Bitkisel Virüsler: Bitkilerde hastalık yaparlar. Kalıtım maddesi olarak RNA bulundururlar. Örneğin, tütün mozaik virüsü, patates, marul, salatalık virüsü.
Hayvansal Virüsler: Sadece insanlar ve hayvanlarda hastalık yaparlar. Bazılarında DNA, bazılarında ise RNA bulunur. Grip, kızamık, kabakulak, su çiçeği, sarı humma, çocuk felci, uçuklar, siğiller ve AİDS hayvansal virüslerin sebep olduğu hastalıklardandır. Bu gün kanserin bile sebepleri arasında virüsler sayılmaktadır.
Bakteriyofajlar: Bakterilerin içinde yaşar ve onları öldürürler. Sadece DNA bulundururlar.
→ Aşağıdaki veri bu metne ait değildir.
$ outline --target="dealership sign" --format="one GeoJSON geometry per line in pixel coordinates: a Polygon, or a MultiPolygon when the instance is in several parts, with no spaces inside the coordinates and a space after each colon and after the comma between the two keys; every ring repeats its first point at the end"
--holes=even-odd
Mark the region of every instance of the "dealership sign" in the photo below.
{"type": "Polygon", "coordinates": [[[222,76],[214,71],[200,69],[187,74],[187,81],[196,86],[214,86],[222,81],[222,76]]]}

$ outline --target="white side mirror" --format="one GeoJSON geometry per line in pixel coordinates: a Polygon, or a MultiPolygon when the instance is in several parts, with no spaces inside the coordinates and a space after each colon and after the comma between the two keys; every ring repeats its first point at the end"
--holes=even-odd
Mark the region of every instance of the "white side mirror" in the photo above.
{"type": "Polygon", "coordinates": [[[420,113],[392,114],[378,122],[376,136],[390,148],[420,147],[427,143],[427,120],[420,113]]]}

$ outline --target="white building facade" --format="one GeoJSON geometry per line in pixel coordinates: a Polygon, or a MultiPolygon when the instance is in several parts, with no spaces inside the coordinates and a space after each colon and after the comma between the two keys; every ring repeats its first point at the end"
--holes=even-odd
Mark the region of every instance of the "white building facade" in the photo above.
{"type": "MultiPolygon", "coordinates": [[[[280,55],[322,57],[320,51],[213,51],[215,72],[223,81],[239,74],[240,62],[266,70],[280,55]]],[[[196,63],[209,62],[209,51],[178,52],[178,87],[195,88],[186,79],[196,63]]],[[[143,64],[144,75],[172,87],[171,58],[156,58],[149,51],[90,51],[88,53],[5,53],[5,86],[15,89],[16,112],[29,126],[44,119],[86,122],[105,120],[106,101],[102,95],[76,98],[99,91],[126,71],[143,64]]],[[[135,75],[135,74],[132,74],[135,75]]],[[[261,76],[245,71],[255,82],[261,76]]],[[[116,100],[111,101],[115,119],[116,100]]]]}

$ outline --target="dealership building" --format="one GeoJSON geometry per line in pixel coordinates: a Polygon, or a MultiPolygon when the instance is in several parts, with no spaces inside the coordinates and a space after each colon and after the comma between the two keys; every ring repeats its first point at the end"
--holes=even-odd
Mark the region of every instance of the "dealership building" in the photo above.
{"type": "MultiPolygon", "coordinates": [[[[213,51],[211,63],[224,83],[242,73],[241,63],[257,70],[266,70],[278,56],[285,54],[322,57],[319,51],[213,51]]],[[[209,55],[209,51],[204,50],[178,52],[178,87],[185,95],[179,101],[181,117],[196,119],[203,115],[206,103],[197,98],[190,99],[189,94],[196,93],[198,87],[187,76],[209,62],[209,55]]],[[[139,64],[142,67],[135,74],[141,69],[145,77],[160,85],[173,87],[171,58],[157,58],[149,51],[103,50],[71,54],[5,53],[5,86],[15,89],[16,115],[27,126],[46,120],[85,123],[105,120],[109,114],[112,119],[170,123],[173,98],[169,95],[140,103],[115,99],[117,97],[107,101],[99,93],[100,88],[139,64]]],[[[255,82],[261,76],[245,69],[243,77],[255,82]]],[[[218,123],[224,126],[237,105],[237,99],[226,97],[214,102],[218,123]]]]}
c) Virüslerin Üremesi Hakkında Bilgi
Virüs, tutunucu ipleriyle canlı bir hücrenin zarına yapışır, taşıdığı enzimle hücre zarını eritir. Kendi kalıtım maddesini konak hücrenin içine gönderir. Kılıfı dışarıda kalır. Hücreye giren DNA veya RNA, yönetimi eline geçirerek hücrenin enzim sistemini, ribozomlarını ve gerekli yapı taşlarını kendisi için kullanarak önce kalıtım materyalini çoğaltır. Sonra kendi protein kılıfını hücreye sentezletir (Burada virüs sadece ilgili proteinlerin şifresini verir). Sonra kılıflar kalıtım maddesiyle birleşerek çok sayıda virüs oluşur. Sonuçta hücre parçalanır. Serbest kalan virüsler hemen diğer sağlam hücrelere yapışırlar ve onları enfekte ederler. Virüslerin hücreyi bu şekilde parçalamalarına lizis denir.
d) Virüslerden Korunma
Virüslerin neden olduğu hastalıklarda tedavi amaçlı alınan antibiyotiklerin doğrudan bir yararı yoktur. Bununla birlikte antibiyotikler organizmayı olası bir bakteri enfeksiyonundan korur. Böylece hastalık hafif atlatılır. Herhangi bir virütik hastalık geçirilirse organizma o virüse karşı bağışıklık kazanır. Bu tür hücreler virüslere karşı özel savunma maddeleri üretirler. Bunlara interferon denir. Kızamık, kabakulak, kızıl gibi hastalıklar bu şekildedir. Birçok virüse karşı interferonlar da etkisiz kalmaktadır (AİDS virüsü gibi). Bunda en büyük etmen virüs DNA’sının sürekli kendini değiştirerek yeni yeni şekiller almasıdır.